Citigroup ha osservato che nel 2016 si è registrato un fenomeno simile, e alla fine la  divergenza è stata  coperta con un rimbalzo della survey.

La  questione non è banale, perchè parecchi indicatori di sentiment e di positioning indicano che gli investitori sono posizionati più  in linea con quanto indicato dalle survey. Ho sottolineato questo pessimismo di fondo varie volte nel recente passato ( vedi Lampi del 10 Ottobre ). E la difensività si nota anche facendo  un raffronto tra flussi e direzione dei mercati globali (vedi figura, courtesy of Citigroup).

In sostanza, in aggregato i mercati sembrano essere alquanto impreparati ad un eventuale rimbalzo congiunturale, anche modesto.
Certo, il consenso degli investitori potrebbe essere nel giusto, e il deterioramento macro potrebbe continuare, minando ancora di più sentiment e utili.
Personalmente, però, nel breve ritengo più probabile una stabilizzazione.

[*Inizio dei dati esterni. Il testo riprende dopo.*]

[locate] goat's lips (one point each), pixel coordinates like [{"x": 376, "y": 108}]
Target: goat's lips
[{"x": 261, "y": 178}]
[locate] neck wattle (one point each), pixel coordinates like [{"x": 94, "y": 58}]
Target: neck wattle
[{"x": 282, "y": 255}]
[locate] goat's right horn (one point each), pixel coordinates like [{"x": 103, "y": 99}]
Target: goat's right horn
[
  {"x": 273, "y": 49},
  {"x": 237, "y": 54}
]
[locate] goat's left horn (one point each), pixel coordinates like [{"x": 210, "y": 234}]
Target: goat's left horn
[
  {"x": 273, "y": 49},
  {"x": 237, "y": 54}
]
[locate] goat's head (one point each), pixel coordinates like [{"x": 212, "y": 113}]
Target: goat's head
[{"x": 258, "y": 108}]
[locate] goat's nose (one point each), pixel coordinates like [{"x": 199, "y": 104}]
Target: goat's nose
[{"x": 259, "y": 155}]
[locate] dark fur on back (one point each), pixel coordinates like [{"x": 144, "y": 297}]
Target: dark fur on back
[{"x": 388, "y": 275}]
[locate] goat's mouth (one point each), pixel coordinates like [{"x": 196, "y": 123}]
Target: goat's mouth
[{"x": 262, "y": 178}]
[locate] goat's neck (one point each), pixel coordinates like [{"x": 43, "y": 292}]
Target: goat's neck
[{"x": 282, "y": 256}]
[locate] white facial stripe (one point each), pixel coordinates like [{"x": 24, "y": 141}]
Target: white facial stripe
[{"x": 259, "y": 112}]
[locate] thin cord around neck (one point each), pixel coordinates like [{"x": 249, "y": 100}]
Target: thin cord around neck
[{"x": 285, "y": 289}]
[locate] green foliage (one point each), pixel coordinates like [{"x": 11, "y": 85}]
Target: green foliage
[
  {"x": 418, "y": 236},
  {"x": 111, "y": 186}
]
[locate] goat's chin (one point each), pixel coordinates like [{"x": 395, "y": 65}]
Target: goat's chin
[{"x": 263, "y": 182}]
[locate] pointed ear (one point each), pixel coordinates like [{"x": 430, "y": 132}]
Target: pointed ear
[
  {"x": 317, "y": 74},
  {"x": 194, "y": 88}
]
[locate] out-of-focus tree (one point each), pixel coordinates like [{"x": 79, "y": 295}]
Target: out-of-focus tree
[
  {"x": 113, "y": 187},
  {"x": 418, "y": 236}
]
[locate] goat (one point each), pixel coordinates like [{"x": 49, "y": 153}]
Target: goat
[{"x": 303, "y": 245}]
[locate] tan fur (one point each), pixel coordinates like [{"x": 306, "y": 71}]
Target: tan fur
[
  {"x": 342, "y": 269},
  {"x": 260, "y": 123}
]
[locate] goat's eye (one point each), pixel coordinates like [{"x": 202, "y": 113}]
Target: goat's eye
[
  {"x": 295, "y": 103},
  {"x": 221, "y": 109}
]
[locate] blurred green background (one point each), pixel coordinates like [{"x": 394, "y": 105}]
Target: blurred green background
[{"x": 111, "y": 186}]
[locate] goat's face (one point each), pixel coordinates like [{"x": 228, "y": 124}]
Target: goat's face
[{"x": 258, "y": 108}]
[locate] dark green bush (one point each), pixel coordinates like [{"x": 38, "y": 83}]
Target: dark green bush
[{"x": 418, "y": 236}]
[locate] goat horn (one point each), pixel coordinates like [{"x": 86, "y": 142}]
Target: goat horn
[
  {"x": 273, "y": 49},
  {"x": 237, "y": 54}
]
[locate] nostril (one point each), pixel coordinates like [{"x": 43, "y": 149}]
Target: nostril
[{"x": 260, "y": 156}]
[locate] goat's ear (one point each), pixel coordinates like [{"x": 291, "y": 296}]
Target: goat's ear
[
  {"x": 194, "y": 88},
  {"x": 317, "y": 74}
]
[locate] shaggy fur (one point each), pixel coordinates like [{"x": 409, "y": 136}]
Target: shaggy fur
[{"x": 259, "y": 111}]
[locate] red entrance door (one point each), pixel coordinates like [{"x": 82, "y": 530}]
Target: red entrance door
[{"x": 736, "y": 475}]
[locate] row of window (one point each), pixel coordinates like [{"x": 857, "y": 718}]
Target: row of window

Questo perchè negli ultimi mesi è stato erogato globalmente parecchio easing monetario (una serie di tagli dei tassi da parte di diverse banche centrali seguita dalla ripresa dei programmi di acquisto all’ECB e alla Fed). Per quanto scetticismo possa circolare sulla residua efficacia delle politiche monetarie, negargli qualunque effetto mi sembra azzardato. Uno sguardo al grafico dei rendimenti Eurozone offre un chiaro esempio di quanto le financial conditions sono diventate accomodanti nel vecchio continente.

Visto  il livello sui cui giacciono alcuni indicatori di attività (PMI manifatturiero Eurozone 45.7, quello tedesco 41.7) mi sembra probabile un qualche genere di rimbalzo, specie se  lo stress su trade e su Brexit si attenua un po’.